Wednesday, July 04, 2012

W2K8 / E2K7 Cluster Comms issue

A few weeks ago, someone called me and asked me to help out with an E2K7 CCR cluster running on W2K8.   Regardless of what they tried, the cluster would not achieve quorum.  It had been working up until a few weeks prior and no one had noticed.  The Failover Cluster Administrator suggested that the file share witness could not be contacted. 

However, the CIFS shares on the FSW were accessible and it was ping-able.  The Cluster.log had some interesting errors in it, but the cause was not immediately obvious.  Here are some of the errors that were occuring when the cluster was trying to achieve quorum:

Network Name <Cluster Name>: Unable to Logon. winError 1326
Error 1326 from ResourceControl for resource Cluster Name.
ResourceControl(NETNAME_GET_VIRTUAL_SERVER_TOKEN) to Cluster Name returned 1326.
File Share Witness <File Share Witness (\\FSWSERVER\CLU-01-MNS)>: Failed to get virtual server token from core NetName resource, error 1326.
File Share Witness <File Share Witness (\\FSWSERVER\CLU-01-MNS)>: Failed to retrieve the virtual server token from the core netname resource with 1326. 
RhsCall::Perform_NativeEH: ERROR_LOGON_FAILURE(1326)' because of 'Resource File Share Witness (\\FSWSERVER\CLU-01-MNS): Open call failed.
rcm::RcmAgent::Online: ERROR_LOGON_FAILURE(1326)' because of 'There is a problem with the resource DLL.'
ERROR_LOGON_FAILURE(1326)' because of 'Failed to bring quorum resource e86bd5ca-7bab-4d1c-b9ac-94ef54acdb03 online, status 1326
Signaled NetftRemoteUnreachable  event, local address 10.1.5.210:003853 remote address  
Signaled NetftRemoteUnreachable  event, local address 10.1.5.210:003853 remote address 10.1.5.206:003853
Signaled NetftRemoteUnreachable  event, local address 10.1.5.210:003853 remote address 10.1.5.206:003853

  Frankly, it looked like that problem was with the FSW until the logs suggested that it was the *other* node of the cluster that was not reachable (the IP 10.1.5.206) via port 3853.

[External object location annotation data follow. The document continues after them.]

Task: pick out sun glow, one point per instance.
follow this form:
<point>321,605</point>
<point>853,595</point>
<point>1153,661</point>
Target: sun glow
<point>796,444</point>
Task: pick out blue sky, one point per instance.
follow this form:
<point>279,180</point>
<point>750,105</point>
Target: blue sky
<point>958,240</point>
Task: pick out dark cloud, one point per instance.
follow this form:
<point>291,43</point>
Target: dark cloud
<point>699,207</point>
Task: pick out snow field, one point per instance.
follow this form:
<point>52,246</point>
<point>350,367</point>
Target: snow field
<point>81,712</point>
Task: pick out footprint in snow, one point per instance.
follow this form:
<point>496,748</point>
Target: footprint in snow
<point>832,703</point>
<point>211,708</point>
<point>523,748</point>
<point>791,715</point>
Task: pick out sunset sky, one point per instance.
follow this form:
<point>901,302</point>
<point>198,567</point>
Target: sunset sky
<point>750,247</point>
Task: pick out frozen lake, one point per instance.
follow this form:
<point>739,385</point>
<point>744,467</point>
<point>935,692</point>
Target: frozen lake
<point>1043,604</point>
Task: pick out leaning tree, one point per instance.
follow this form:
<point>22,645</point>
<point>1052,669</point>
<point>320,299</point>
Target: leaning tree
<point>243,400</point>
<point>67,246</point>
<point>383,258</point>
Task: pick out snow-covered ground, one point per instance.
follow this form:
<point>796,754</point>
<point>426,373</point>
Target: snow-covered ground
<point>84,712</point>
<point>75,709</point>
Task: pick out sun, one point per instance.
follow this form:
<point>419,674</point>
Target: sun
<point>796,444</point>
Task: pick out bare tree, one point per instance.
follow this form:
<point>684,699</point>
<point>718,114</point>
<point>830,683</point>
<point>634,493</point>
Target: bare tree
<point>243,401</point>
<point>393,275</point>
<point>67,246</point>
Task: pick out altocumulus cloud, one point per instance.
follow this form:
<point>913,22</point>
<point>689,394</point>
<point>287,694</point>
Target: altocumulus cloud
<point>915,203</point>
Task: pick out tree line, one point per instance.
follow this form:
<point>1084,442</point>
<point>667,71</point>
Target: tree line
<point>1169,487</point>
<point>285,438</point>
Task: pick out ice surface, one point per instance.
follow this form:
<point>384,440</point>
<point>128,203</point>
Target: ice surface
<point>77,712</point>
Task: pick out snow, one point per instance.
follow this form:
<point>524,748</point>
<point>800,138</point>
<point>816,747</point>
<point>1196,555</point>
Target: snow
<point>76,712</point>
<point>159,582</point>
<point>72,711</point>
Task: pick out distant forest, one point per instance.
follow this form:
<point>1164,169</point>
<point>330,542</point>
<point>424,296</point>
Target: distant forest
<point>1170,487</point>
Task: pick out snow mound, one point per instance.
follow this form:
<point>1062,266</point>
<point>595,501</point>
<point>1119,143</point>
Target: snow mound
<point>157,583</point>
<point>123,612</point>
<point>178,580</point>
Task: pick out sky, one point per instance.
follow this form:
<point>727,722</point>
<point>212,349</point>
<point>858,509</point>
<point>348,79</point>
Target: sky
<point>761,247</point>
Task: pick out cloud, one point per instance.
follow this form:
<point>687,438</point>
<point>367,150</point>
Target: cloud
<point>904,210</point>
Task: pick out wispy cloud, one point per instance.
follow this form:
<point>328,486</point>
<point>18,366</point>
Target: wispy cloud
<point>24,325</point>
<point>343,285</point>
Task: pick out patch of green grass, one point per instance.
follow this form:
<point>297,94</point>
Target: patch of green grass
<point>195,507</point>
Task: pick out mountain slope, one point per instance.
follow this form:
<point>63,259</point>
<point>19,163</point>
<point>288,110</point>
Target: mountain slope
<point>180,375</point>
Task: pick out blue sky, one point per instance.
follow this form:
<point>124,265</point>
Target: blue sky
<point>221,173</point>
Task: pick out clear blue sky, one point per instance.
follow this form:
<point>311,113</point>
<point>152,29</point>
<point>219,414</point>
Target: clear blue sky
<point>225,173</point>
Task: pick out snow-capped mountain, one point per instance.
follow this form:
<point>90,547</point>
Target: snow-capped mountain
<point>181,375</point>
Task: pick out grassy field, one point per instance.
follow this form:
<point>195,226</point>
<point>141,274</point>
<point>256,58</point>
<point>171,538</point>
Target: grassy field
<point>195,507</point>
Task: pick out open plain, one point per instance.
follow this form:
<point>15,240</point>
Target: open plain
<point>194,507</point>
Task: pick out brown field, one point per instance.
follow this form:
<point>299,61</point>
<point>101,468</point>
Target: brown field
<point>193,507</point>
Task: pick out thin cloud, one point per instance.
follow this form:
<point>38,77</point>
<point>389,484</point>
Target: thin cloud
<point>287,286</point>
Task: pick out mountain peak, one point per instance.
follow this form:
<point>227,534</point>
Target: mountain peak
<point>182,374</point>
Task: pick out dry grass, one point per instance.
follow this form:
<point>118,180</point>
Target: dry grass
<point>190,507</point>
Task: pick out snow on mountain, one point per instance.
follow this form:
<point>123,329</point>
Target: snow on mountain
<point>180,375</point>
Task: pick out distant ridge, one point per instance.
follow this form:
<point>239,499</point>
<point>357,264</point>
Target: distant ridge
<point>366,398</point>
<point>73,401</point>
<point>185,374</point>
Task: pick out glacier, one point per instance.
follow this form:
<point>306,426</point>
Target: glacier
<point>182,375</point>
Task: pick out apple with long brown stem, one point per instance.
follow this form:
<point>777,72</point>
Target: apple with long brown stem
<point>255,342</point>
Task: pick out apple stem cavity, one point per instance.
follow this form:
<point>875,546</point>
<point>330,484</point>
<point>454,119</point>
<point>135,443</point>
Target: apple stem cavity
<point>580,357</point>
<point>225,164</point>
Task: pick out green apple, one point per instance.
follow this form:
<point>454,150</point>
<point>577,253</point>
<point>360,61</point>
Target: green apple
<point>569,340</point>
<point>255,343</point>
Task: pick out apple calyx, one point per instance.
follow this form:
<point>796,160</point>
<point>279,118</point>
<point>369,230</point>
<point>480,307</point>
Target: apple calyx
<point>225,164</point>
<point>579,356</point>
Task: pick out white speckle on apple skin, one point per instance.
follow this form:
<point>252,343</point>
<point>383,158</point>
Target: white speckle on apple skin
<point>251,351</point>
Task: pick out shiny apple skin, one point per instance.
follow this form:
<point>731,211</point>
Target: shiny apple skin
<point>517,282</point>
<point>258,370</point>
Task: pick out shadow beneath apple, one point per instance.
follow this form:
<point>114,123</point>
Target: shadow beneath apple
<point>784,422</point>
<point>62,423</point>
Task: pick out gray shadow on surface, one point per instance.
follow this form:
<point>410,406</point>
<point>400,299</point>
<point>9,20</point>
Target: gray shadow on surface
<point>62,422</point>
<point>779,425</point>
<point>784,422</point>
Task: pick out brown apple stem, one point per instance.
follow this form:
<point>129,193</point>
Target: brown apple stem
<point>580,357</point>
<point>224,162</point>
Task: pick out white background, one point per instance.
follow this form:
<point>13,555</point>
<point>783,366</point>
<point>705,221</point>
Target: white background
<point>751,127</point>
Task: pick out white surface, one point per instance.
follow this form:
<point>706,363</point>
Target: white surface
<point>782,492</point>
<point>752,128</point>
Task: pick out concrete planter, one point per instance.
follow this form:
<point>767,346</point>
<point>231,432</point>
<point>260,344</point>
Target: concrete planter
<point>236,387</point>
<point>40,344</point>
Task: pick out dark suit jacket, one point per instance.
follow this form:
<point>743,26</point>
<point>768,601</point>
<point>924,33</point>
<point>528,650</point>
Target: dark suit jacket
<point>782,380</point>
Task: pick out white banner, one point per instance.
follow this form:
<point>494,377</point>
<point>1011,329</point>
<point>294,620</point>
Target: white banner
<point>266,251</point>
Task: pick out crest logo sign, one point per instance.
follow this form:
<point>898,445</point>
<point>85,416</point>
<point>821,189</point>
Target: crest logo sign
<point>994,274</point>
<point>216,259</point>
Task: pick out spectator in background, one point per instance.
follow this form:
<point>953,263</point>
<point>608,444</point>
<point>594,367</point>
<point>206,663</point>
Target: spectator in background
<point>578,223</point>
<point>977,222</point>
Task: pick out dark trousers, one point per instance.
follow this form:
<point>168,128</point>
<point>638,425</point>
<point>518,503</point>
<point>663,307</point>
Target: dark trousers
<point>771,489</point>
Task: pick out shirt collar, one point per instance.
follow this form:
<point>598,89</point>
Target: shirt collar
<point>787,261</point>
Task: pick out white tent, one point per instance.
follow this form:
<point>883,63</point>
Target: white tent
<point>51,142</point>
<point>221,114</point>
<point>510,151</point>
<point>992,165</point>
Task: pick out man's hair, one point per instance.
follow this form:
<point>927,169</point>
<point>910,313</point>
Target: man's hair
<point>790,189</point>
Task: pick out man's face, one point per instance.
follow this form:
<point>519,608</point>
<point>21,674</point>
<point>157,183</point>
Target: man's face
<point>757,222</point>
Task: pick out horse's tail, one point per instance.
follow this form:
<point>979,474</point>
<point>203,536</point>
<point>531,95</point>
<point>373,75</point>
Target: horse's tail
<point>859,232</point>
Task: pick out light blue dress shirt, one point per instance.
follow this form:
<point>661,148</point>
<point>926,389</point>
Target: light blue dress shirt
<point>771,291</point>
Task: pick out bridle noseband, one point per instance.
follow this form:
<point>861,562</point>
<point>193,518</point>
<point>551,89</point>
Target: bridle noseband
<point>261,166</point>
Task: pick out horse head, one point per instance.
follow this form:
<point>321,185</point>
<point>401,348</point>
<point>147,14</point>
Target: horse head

  Upon further investigation (which should have been the first thing I looked for), I found my old enemy lurking in the shadows.  Symantec Endpoint Protection with the Network Access protection features enabled.  I checked the SEP firewall logs on the clustered nodes, but it was not showing any errors.   However, once I disabled the Network Access protection component of SEP, the cluster immediately established quorum.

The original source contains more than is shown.